Docker GPU runtime fails
Check:
docker --version
sudo docker info | grep -i runtime
cat /etc/nv_tegra_release
Benchmark results look too slow
Check:
sudo nvpmodel -q
sudo jetson_clocks --show
sudo tegrastats
Common causes:
Not running in the intended high-performance mode
jetson_clocks not enabled
Thermal throttling
Slow microSD storage
Model too large for available memory
CPU fallback instead of GPU execution
Incorrect container or package version
Background desktop load
Ollama or vLLM falls back to CPU
Watch tegrastats. If the GPU stays quiet and CPU load spikes, the runtime probably is not using the accelerated path you expected.
Out of memory
Possible fixes:
Use a smaller model
Use a quantized model
Reduce context length
Reduce concurrency
Move caches and models to NVMe
Use swap only as a last-resort stability tool
If swap is used during benchmarking, document it clearly because it can make the results misleading.
Recommended benchmark report format
# Jetson Orin Nano Benchmark Report
## System
| Item | Value |
| --- | --- |
| Board | Jetson Orin Nano Developer Kit |
| Memory | 8GB LPDDR5 |
| JetPack | TBD |
| L4T / Jetson Linux | TBD |
| Storage | microSD / NVMe |
| Power Mode | MAXN SUPER / 25W / 15W |
| jetson_clocks | Enabled / Disabled |
| Cooling | Stock / modified |
| Ambient Temp | TBD |
## Computer Vision Benchmarks
| Model | Input | Precision | FPS | Avg Power | FPS/W | Peak Temp |
| --- | ---: | --- | ---: | ---: | ---: | ---: |
| ResNet-50 | 224x224 | TBD | TBD | TBD | TBD | TBD |
| YOLO | TBD | TBD | TBD | TBD | TBD | TBD |
| UNet | 256x256 | TBD | TBD | TBD | TBD | TBD |
## LLM Benchmarks
| Model | Runtime | Quantization | Concurrency | Output tok/s | TTFT | ITL | Peak RAM | Peak Temp |
| --- | --- | --- | ---: | ---: | ---: | ---: | ---: | ---: |
| llama3.2:1b | Ollama | default | 1 | TBD | TBD | TBD | TBD | TBD |
| Llama 3.1 8B | vLLM | W4A16 | 1 | TBD | TBD | TBD | TBD | TBD |
| Llama 3.1 8B | vLLM | W4A16 | 8 | TBD | TBD | TBD | TBD | TBD |
Final setup flow
1. Flash microSD card.
2. Update firmware if JetPack 6.x does not boot.
3. Boot JetPack 6.x.
4. Update system packages.
5. Install developer tools.
6. Enable SSH.
7. Configure the desired high-performance mode.

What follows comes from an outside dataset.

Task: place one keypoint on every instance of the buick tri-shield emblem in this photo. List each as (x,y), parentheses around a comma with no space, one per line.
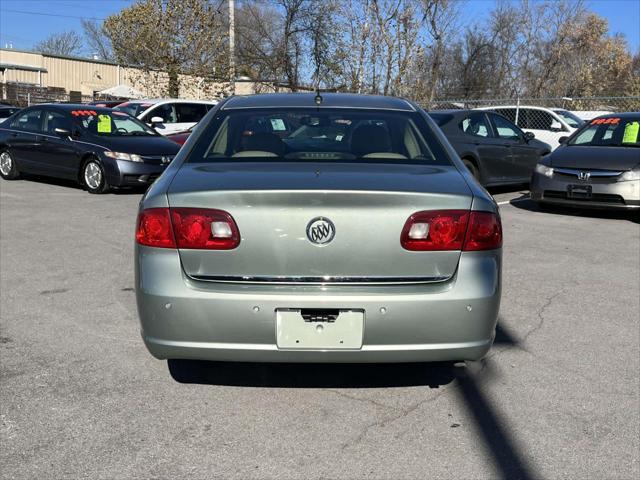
(320,230)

8. Enable jetson_clocks for benchmarks.
9. Verify behavior with tegrastats or jtop.
10. Move models and caches to NVMe if available.
11. Validate Docker GPU runtime.
12. Run jetson_benchmarks.
13. Run an Ollama smoke test.
14. Run a vLLM benchmark for serving metrics.

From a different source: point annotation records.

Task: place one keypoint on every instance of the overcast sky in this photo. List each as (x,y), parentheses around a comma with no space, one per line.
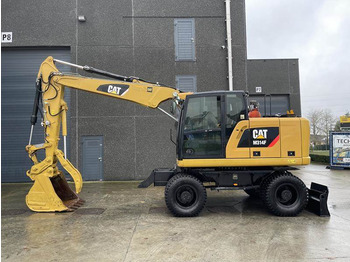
(315,31)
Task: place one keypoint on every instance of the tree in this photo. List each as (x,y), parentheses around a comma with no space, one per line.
(326,123)
(314,117)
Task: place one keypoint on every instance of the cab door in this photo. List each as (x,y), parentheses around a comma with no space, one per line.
(236,126)
(201,133)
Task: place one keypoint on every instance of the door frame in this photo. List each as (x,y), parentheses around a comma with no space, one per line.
(82,154)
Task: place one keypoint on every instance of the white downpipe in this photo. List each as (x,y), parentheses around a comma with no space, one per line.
(229,44)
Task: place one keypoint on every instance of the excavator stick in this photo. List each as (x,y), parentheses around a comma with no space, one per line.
(51,194)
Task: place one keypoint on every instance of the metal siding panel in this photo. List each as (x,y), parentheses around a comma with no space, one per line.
(186,83)
(92,150)
(184,33)
(19,70)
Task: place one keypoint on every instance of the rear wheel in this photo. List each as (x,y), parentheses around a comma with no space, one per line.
(284,194)
(185,195)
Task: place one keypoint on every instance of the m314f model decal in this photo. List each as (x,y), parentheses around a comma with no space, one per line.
(259,137)
(114,89)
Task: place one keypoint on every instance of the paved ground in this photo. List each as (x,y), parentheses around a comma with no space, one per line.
(136,226)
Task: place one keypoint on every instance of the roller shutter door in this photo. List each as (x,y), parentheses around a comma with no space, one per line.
(19,68)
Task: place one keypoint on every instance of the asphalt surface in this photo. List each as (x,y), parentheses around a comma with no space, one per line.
(120,222)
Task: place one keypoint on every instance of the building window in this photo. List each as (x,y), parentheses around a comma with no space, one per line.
(186,83)
(184,39)
(270,105)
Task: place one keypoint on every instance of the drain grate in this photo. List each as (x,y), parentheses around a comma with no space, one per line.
(12,212)
(89,211)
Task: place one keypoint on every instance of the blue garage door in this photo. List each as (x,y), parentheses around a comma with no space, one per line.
(19,68)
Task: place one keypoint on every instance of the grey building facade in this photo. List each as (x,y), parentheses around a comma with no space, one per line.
(179,43)
(127,37)
(274,83)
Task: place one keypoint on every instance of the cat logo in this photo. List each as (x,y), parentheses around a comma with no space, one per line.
(260,133)
(114,89)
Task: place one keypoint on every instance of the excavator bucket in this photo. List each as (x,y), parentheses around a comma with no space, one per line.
(50,194)
(318,196)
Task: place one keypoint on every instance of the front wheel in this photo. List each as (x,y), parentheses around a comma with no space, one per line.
(284,194)
(185,195)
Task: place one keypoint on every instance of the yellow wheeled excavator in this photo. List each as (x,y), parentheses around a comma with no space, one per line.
(218,146)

15. Record latency, throughput, power, and thermal data.
The most important setup requirement on Jetson is software-stack consistency: firmware, JetPack, CUDA, TensorRT, Docker, PyTorch, and model runtime versions need to line up. Once the board is stable, the most useful comparisons are sustained performance per watt under realistic thermal and memory constraints, not just isolated peak FPS or token throughput.